François Capois, l’intrépide héros, que l’ennemi reconnaît comme tel, est l’un des multiples héros guerriers d’Haïti.  Haïti en lutte pour sa libération de l’esclavage puis en lutte contre l’Occident qui lui impose sa loi par la voie de l’impérialisme américain lorsqu’il occupe son territoire en 1915. Les héros guerriers d’Haïti sont le socle de sa machine de guerre qui a pour fonction mythique de mettre en échec l’entreprise impérialiste de l’Occident.  L’ennemi de ces héros ne se trouve en aucune façon à l’intérieur de la culture; l’ennemi c’est l’Autre, c’est la différence, le Blanc, l’étranger.  Le héros guerrier haïtien inspire un sentiment d’irréductibilité face aux forces étrangères et le nationalisme duvaliériste a justement fondé sa légitimité sur le monument guerrier contre la formation de l’État.  Il est un soutien mythique à l’ordre des simulacres qui régit les relations de pouvoir.

De l’école, qui procède essentiellement de la mémorisation, au fondement social et rituel de la société, le monument s’impose, envahit et subjugue le rapport à soi, au monde, aux esprits et à Dieu.
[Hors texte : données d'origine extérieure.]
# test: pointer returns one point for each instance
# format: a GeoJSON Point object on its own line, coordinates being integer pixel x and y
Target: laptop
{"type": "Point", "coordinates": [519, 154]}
En février 1986, le départ de Duvalier s’accompagne de la destruction de monuments historiques.  Pour un moment, les Haïtiens tournent le dos à l’histoire et la passe en jugement.  Ils condamnent ceux qui ont usé de tant de violence envers eux depuis si longtemps et détruisent ce qu fait signe de leur passage.  La chasse aux tontons macoutes fait plus de deux cents morts en deux jours et celle-ci s’accompagne de la destruction et du pillage de tous les biens leur appartenant.  Le mausolée de François Duvalier est détruit et, comme en Allemagne avec le mur de Berlin, on s’approprie des morceaux de pierre provenant du tombeau.  La plaque de la statue du “Nègre Marron” est enlevée et sa flamme éteinte, la statue de Christophe Colomb est arrachée de son socle.  la croix en béton que Simone Duvalier avait fait ériger et au bas de laquelle (rapporte Eve di Chiara 1988) se faisaient des sacrifices humains a été déracinée, dechouke.

Ces actes collectifs de déchoukage (déracinement) des monuments sont en quelque sorte transgressifs; ils détruisent et tuent ce qui depuis bien longtemps est intouchable.  Ici, il n’y a pas de négation du monument.  Au contraire, le monument est affirmé: sa destruction permet à la population de s’en approprier, de le jauger et d’effectuer des renversements de sens.

La pratique du pè lebrun (mode de tuerie du tonton macoute: utilisation d’un pneu enflammé autour du cou) permet à la population livrée toute entière à la violence duvaliériste de s’approprier la justice.  Avec le père Lebrun elle ne le fait pas n’importe comment: elle se livre au sacrifice et, pour cette fois, elle occupe la position du sacrifiant.  Le père Lebrun fait souffrir avant de mourir et les actes d’anthropophagie qui ont occasionnellement eu lieu (rapportés par différents journaux et témoins informateurs) nous donnent à voir un rituel de sacrifice qui renverse les positions des sujets: celui qui est dans cette instance appelé à être privé de ce qui l’humanise (par la torture puis la mort) pour passer à un état d’immanence n’est rien d’autre que cette figure qui, depuis plus de trente ans, se livre à une violence erotisée contre le peuple.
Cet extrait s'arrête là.